To explicitly state how mail works, SMTP doesn't go through Dovecot, it goes direct to Exim. The Let's Encrypt certificate needs to be configured separately for each since they do different tasks.

When you check your mail, it's Dovecot that's retrieving it. That's easy to understand and is straight forward. Your Let's Encrypt certificate ensures your password is sent to the server securely, and mail is retrieved the same way. This is generally done via IMAPS.

But when you send mail, your mail client (e.g. Thunderbird, Roundcube, mobile client) connects directly to Exim. Your mail doesn't pass through Dovecot at all. Then Exim will connect to the external mail server to pass your mail on.
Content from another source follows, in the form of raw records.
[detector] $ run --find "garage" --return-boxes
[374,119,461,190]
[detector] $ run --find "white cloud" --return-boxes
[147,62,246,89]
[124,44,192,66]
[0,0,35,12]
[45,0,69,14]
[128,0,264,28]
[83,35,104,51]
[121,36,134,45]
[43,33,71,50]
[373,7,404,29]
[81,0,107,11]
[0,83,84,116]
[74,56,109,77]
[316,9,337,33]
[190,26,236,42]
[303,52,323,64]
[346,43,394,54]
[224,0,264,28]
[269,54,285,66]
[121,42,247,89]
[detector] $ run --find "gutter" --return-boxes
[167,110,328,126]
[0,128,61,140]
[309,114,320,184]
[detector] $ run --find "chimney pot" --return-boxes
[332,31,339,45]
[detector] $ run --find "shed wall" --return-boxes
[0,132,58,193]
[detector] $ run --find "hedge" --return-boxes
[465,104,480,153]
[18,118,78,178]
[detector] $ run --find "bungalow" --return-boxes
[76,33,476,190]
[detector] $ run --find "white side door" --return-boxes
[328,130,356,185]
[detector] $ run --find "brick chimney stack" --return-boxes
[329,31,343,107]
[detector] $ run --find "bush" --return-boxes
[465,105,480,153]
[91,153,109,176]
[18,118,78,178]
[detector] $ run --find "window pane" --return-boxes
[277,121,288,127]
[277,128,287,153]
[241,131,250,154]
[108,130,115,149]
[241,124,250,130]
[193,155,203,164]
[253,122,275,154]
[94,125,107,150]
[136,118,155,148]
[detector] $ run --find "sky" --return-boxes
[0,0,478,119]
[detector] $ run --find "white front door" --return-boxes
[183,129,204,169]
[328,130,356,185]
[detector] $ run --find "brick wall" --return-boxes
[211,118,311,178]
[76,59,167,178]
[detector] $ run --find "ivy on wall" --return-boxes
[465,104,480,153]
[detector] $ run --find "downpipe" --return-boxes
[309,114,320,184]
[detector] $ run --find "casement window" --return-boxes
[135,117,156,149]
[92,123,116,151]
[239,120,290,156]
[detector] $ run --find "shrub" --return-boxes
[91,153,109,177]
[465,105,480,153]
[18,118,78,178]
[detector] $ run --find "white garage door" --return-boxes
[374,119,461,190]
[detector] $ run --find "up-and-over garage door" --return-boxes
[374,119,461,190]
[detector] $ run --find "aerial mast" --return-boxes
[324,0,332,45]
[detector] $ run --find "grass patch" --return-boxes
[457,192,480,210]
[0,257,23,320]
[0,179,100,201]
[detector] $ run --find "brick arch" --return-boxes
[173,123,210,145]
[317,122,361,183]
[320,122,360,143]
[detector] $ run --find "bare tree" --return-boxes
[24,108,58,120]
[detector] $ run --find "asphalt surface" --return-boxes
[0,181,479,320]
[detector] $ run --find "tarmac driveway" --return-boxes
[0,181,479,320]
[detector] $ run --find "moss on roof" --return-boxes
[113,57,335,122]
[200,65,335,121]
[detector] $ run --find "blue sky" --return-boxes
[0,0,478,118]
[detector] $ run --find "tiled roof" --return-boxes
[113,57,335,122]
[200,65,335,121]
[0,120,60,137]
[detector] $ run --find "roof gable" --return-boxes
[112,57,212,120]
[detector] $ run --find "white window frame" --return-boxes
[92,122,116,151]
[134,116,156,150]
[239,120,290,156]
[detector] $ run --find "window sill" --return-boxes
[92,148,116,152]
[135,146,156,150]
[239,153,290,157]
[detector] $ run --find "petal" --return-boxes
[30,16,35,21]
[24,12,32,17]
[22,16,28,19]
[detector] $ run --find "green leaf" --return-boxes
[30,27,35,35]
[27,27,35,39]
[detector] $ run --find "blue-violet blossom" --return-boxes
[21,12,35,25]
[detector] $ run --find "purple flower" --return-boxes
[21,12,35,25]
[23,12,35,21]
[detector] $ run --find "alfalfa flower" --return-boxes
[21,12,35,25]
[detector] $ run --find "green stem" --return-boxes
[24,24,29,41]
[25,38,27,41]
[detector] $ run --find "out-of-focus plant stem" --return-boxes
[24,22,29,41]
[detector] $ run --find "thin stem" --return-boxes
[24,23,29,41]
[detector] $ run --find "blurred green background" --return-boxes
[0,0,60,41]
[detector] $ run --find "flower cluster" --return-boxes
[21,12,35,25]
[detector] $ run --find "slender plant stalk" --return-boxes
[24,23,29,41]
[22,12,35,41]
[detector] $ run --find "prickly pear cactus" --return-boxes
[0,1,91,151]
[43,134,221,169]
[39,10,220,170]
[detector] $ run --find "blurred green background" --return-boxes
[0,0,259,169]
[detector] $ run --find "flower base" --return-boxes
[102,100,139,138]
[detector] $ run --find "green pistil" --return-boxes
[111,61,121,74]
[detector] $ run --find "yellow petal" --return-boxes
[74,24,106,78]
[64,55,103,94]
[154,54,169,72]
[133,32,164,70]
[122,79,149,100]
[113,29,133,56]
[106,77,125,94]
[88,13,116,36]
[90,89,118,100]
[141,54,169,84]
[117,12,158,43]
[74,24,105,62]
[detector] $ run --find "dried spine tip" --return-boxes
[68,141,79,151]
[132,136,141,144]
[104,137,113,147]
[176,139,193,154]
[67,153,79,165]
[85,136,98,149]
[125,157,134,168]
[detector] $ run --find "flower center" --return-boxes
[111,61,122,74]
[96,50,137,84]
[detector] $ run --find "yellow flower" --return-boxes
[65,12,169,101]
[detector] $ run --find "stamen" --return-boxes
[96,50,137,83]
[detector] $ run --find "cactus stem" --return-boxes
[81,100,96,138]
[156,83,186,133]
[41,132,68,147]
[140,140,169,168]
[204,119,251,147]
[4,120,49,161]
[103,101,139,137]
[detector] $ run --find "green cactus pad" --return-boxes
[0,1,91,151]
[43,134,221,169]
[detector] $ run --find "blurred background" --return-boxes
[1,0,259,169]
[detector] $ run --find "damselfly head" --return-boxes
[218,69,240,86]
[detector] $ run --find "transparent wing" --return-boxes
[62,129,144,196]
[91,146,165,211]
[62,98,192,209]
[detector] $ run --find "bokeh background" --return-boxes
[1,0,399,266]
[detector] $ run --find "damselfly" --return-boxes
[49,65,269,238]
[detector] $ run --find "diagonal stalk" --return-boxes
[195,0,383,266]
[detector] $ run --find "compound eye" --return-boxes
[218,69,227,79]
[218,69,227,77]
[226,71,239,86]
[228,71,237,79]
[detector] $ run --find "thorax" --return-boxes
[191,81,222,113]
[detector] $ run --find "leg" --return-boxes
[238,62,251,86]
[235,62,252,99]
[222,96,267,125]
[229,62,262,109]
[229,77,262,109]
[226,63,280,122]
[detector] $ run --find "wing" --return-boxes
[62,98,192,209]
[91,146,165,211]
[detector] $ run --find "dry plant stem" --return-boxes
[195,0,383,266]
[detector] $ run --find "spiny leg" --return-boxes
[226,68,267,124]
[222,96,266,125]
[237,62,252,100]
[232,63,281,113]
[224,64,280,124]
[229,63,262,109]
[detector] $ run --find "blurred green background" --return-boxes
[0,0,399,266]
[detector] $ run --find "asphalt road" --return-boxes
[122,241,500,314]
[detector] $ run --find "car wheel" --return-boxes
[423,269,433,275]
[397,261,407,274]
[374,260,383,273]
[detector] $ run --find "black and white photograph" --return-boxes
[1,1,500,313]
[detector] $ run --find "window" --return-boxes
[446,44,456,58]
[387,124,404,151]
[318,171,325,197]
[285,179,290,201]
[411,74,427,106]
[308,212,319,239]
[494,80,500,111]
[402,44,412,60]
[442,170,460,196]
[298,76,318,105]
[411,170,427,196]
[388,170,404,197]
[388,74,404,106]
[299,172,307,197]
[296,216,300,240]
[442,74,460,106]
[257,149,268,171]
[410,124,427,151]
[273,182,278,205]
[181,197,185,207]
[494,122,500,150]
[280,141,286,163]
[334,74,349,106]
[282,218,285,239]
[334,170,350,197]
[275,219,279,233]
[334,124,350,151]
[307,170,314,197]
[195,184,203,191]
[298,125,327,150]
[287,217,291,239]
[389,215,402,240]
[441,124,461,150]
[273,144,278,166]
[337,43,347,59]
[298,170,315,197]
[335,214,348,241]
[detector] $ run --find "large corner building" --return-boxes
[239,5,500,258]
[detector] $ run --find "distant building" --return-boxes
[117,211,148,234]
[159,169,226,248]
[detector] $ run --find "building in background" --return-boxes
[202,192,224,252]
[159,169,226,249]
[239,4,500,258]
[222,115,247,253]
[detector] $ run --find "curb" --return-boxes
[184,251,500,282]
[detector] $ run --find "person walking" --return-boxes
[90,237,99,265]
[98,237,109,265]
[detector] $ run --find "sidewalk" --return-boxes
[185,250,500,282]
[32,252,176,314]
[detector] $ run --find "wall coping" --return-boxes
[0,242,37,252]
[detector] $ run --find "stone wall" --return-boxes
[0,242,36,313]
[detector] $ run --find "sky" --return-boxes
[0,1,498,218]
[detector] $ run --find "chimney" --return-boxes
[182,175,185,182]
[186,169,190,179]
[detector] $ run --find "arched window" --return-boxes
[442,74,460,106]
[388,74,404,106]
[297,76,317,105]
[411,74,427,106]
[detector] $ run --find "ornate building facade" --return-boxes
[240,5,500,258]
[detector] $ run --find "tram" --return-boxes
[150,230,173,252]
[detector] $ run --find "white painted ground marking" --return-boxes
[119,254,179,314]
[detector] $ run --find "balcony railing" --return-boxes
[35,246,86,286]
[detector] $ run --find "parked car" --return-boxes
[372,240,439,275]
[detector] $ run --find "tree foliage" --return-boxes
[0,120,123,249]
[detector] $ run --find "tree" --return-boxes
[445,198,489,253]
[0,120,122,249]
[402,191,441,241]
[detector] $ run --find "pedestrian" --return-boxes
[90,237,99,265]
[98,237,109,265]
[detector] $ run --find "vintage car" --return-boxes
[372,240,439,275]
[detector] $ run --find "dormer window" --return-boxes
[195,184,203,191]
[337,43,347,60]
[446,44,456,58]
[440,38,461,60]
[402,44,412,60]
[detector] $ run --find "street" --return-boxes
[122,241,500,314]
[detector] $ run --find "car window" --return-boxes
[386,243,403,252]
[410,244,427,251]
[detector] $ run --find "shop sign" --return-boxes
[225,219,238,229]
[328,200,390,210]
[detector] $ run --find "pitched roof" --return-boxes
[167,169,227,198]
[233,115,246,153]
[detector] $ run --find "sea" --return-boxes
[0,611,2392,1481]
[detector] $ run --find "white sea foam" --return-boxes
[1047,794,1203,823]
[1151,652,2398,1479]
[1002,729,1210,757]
So you need to configure Exim to use your Let's encrypt certificate too. In this case, your certificate is used to encrypt your mail while it's in transit between your Exim server and the external server, not just you and your Exim server. Only sending mail is done via SMTP.

It gets messier. For authentication (ensuring "macsrwe" sent the mail, not somebody pretending to be you), Exim will often use Dovecot to verify username and password. When Exim receives mail to send along with username and password, it will pass the authentication step over to Dovecot, but not the mail.

So when you send an email, your mail client will connect directly to Exim and hand over the mail, Exim will then ask Dovecot to confirm your username and password, and only once confirmed by Dovecot will Exim actually connect to the external mail server and send your mail.

You said in your initial post that you're not an experienced admin. I'm not either! I'm just an enthusiast that set up my first personal mail server back in 2004. It was up and running for YEARS before I realised just how insecure my configuration was.

Wrapping your head around what-connects-to-what-and-why is the steepest learning curve with mail. Once you've got that right in your head, suddenly it becomes obvious why all the online guides provide the various configuration tips they do.

Good luck! (I only wrote this because you worded your question in a way that made it sound like you thought Dovecot handled SMTP - nope, that's purely Exim!)